The two players who fall in love on the show are Carson Shaw (Abbi Jacobson) and Greta Gill (D’Arcy Carden). One is a well-behaved Pride and Prejudice reader, married to a soldier fighting in Europe, who needs a modern haircut as a sign of the beginning of self-discovery. The other, an extrovert city brat who gives GIs hot looks in front of the recruiting offices and bubbles for cigarettes. They get to know each other in the pilot on the way to Chicago for selection training. Sparkling vintage cars. Jazzy drums.
And Holy Shit! Their destination, Baker Field, normally populated by the men of the Cubs, is actually full of women playing baseball that day. The series’ casting department has made sure that no diversity officer has to yell or even reach for the Twitter account.
The manners of women
The women were invited by a confectionery entrepreneur. He hopes that the founding of a women’s baseball league will revitalize the stadiums – many players have left because of the war – and more attention for his products. Only the manners of the women are often not at all what he would like. The idea for curious behavior and make-up courses is born. They were used somewhere out in Illinois parallel to the first training session of the newly founded “Rockford Peaches”, one of four teams with which the league starts, and are intended to teach the players to “be women despite everything”. Nobody comes onto the field without lipstick .
The whole thing is told from the perspective of Carson Shaw, who only manages to get on the train to Chicago with a daring sprint; one of many scenes alluding to scenes from the 1992 movie. But we also get to know the black baseball player Maxine Chapman more intensively, while the white women in their training quarters get into a kind of class trip mood and smirk and drink and argue and love.
The fact that she was brusquely rejected in Chicago doesn’t deter brash Maxine from her dream, nor does the life plan that her mother made for her: “In this country, owning your own business is the only way to have control over your own life .” On the contrary: she will soon ignore the advice and secretly hire in a factory. Because men are missing there too. And no one can become a player in the previously all-male “Screws” team without being part of the workforce.
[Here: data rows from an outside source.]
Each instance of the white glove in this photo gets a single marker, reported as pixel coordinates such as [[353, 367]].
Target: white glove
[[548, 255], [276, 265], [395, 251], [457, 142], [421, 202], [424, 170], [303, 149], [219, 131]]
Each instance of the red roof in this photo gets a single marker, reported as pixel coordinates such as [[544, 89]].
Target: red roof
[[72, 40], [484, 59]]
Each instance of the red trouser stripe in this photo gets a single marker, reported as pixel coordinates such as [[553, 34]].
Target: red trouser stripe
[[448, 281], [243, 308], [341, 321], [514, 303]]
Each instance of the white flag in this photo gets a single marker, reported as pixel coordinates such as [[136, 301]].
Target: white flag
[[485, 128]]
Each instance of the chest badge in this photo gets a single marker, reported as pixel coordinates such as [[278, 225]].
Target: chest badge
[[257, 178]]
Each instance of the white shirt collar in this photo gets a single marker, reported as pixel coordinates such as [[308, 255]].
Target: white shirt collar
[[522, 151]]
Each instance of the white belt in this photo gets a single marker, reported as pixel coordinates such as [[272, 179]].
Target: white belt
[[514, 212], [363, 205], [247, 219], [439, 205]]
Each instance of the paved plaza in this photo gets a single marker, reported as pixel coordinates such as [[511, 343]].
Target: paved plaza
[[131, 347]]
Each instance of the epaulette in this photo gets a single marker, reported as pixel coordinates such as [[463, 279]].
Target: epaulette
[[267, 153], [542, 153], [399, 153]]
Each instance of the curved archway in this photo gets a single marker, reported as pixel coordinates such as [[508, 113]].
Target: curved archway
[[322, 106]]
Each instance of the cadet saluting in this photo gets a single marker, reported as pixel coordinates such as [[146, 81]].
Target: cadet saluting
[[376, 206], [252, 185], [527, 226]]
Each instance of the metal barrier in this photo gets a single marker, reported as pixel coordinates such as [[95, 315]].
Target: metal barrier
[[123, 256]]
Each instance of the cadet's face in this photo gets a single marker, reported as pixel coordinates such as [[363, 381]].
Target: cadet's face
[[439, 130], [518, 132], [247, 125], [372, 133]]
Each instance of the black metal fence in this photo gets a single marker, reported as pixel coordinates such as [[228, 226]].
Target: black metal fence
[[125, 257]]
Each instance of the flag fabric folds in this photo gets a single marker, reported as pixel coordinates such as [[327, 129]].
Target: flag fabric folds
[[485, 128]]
Maxine is the most interesting character in the eight part remake of A League Of Their Own. Unlike Clanton and the other women of the “Rockford Peaches”, she has not yet reached the goal of her sporting dream, and her little world between her mother’s hair salon, the church, the factory and the wall on which she practices her throwing technique makes a great impression round and complete.
Strong scenes in a restaurant and a supermarket underscore what racism and segregation meant in 1943. But you don’t have to fear boredom in the story of Carson and the “Peaches” either. Although the production can’t come up with a Madonna, Geena Davis or Tom Hanks.
A League Of Their Own starts today on Amazon Prime Video.